No PL 2665/15, a bancada alerta que apenas 35% das vítimas costumam relatar o episódio à polícia, o que pode significar que o Brasil tenha "convivido" com cerca de 143 mil estupros em 2013, e não os 50,3 mil casos relatados no 8º Anuário Brasileiro de Segurança Pública no mesmo ano.

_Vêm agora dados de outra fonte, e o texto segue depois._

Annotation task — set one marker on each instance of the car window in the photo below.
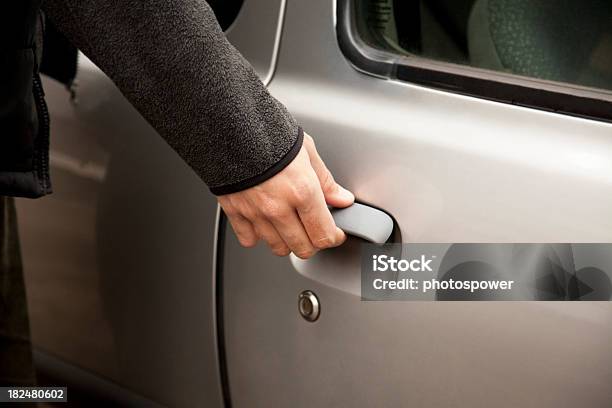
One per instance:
(226, 11)
(568, 41)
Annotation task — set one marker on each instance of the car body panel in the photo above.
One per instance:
(448, 168)
(119, 260)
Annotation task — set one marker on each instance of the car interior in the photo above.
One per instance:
(564, 41)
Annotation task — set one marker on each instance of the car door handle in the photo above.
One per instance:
(365, 222)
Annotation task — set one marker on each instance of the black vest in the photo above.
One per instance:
(24, 120)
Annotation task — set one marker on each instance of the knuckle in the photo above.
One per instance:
(247, 242)
(328, 184)
(281, 250)
(272, 209)
(248, 212)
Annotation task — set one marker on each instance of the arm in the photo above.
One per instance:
(174, 64)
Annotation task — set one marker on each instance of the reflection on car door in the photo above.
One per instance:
(449, 168)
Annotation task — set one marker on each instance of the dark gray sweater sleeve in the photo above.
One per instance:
(173, 63)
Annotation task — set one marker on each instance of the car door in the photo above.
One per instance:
(118, 261)
(448, 167)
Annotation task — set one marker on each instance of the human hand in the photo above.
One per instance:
(289, 210)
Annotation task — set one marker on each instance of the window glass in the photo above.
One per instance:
(558, 40)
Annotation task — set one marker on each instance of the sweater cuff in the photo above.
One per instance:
(260, 178)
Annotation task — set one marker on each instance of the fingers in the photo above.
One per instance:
(335, 195)
(289, 210)
(316, 218)
(266, 231)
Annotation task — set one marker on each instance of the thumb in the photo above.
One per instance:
(335, 195)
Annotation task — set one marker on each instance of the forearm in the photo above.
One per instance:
(172, 61)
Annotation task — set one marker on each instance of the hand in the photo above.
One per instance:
(289, 210)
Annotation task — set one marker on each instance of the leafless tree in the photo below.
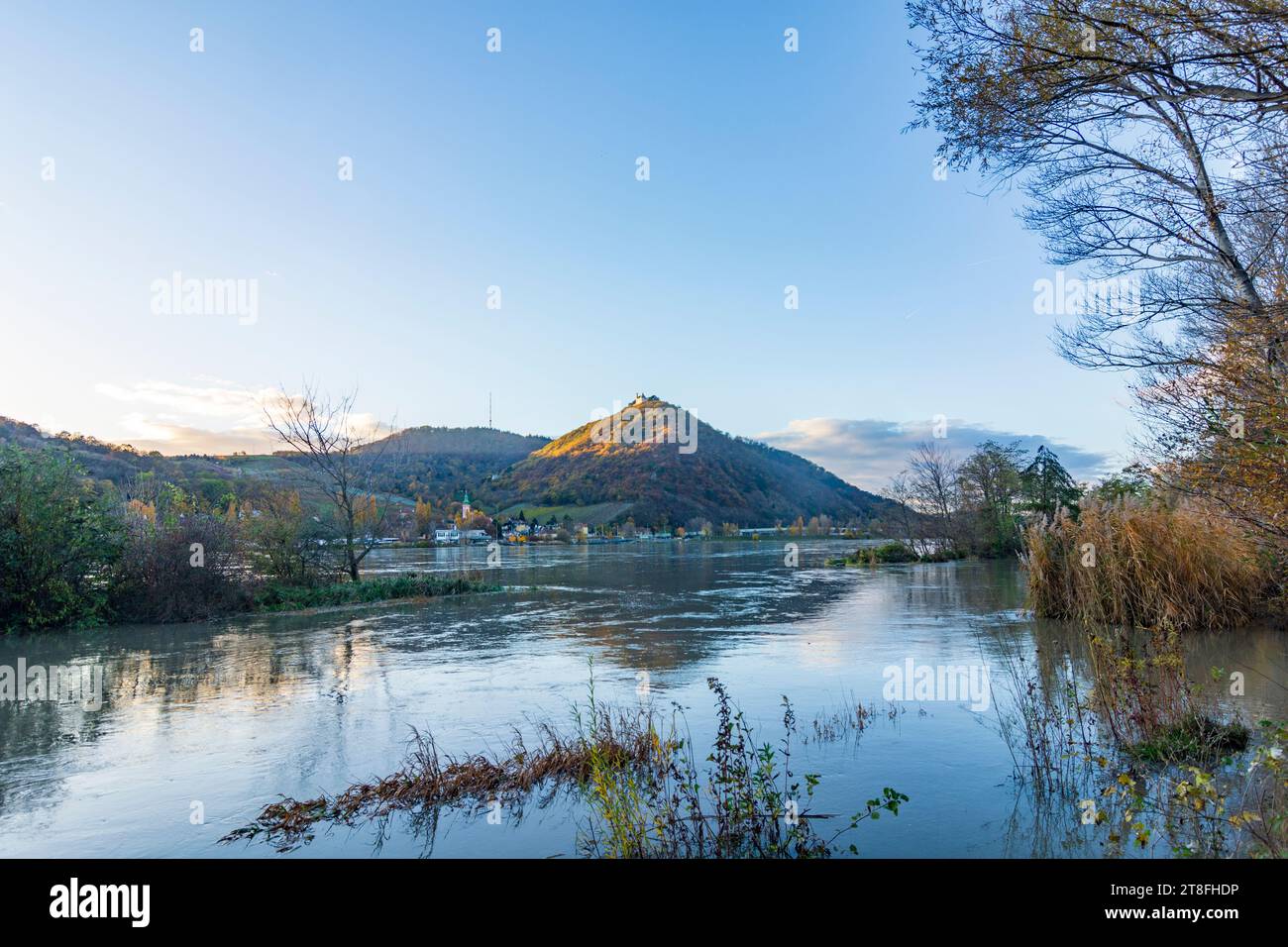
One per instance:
(901, 492)
(1138, 129)
(932, 478)
(344, 462)
(1151, 140)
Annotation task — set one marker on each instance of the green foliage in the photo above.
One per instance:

O deputado delegado Edson Moreira (PR-MG) sugeriu que a lei preveja “preferencialmente” que a apuração de casos de estupro seja conduzida por agentes mulheres. Rebatendo a proposta, Soraya disse que, em conversa com delegadas, se surpreendeu com os elogios direcionados aos delegados homens nestas apurações. Para ela, o caso do Rio, em que o delegado foi afastado do caso depois de denúncias feitas pela vítima, foi uma exceção, por ter conduzido a conversa na presença de outros três homens e com uma abordagem errada.
“Não estamos querendo limitar homens e mulheres. O que as mulheres não querem é serem tratadas como coisas, no sentido de posse e, muitas vezes, piores que animais. Não porque é homem, mas porque o cidadão não respeitou a vítima”, afirmou.
Médico legista, o deputado Dr. João (PR-RJ) reforçou que a tese da exclusividade de atendimento da mulher por outra mulher “não vai resolver o problema”. “Sou mé
dico, e 90% dos meus pacientes são mulheres”, afirmou. O parlamentar lembrou que o crime de atentado violento ao pudor deixou de estar previso na lei penal. “Quando tinha um caso de atentado ao pudor era 10 anos de cadeia, e para estupro, outros 10 anos, e quando praticavam os dois, ia para 20. Quando houve absorção dos dois [crimes], quem foi beneficiado foi o agressor. Isto provocou redução da pena”, alertou.
Dr. João ainda defendeu que esteja incluída na proposta a reestruturação do Instituto Médico Legal (IML). “As condições para atendimento à mulher é absolutamente constrangedora. Existe ainda uma proposta para que não fosse mais feito o atendimento destas mulheres nos IMLs, mas nos hospitais”, acrescentou.
Outras medidas que podem entrar no projeto são a previsão de delegacias para mulheres em todos os municípios com mais de 60 mil habitantes e a criação de um fundo de enfrentamento da violência contra a mulher.